TSX posts solid gain as oil, loonie slide
The Canadian dollar traded below 69 cents U.S. early Friday for the first time since 2003 as crude oil futures dropped below US$30 a barrel and overseas stock markets fell sharply.
Toronto’s main stock index has plunged to its lowest in about three years, while the loonie has dropped to its lowest against the dollar in more than a decade. And the loonie is heavily influenced by the global price of oil, one of the country’s major exports.
“We had a long period of time where the Canadian dollar overshot on the upside when it was trading well above par, and now we are likely trading well below a fair fundamental value”, he said.
The falling dollar and price of oil prompted questions for Finance Minister Bill Morneau, who was in Montreal on Tuesday for pre-budget consultations.
“I know that Canadians are looking closely at the price of oil”. “We recognize that those are important indicators for Canadians as they go about considering their situation”. Just before noon ET, it fell to 69.89 cents US, but it later bobbed back above 70 cents U.S.
It was the first time the loonie was below 70 cents USA since the spring of 2003, according to Bank of Canada data.
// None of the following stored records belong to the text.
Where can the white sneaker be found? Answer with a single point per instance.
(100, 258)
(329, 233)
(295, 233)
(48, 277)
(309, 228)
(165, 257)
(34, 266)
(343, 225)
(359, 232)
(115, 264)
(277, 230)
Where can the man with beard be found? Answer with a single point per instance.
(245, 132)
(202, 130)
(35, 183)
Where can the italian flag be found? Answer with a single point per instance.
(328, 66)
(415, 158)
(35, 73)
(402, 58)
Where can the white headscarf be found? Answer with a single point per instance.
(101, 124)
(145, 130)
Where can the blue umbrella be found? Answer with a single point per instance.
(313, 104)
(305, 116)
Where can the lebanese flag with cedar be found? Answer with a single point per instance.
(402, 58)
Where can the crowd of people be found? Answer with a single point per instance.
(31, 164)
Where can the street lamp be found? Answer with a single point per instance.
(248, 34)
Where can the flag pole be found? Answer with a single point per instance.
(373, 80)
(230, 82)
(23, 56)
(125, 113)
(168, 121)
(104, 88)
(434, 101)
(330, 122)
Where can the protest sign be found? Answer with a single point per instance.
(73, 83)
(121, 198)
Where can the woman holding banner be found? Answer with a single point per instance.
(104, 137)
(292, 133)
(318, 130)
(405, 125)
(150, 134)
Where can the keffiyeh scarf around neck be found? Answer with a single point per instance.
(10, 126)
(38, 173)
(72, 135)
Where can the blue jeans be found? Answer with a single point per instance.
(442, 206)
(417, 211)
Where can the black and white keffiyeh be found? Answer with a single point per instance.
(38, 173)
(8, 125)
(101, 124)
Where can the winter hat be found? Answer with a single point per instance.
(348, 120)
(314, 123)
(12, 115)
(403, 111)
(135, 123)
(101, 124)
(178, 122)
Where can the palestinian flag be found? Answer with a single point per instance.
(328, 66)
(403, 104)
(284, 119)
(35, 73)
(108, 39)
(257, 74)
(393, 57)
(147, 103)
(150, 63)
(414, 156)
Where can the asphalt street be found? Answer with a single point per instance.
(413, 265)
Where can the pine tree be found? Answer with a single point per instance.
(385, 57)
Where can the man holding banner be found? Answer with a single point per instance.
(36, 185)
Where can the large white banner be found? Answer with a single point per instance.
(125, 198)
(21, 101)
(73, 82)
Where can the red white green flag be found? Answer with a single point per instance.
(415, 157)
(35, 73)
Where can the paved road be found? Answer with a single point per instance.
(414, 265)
On Wednesday, the Toronto Stock Exchange’s S&P/TSX composite index lost 203.49 points at 12,170.41, marking its 10th losing day in 11 trading sessions since the Christmas break.
NY also rallied as the Dow Jones rose 227.64 points to close at 16,379.05, the S&P 500 added 31.56 points to 1,921.84 and the Nasdaq gained 88.94 points to close at 4,615.00.
In other commodities, February natural gas declined 13 cents to US$2.139 per mmBtu and February gold lost $13.50 to US$1,073.60 an ounce.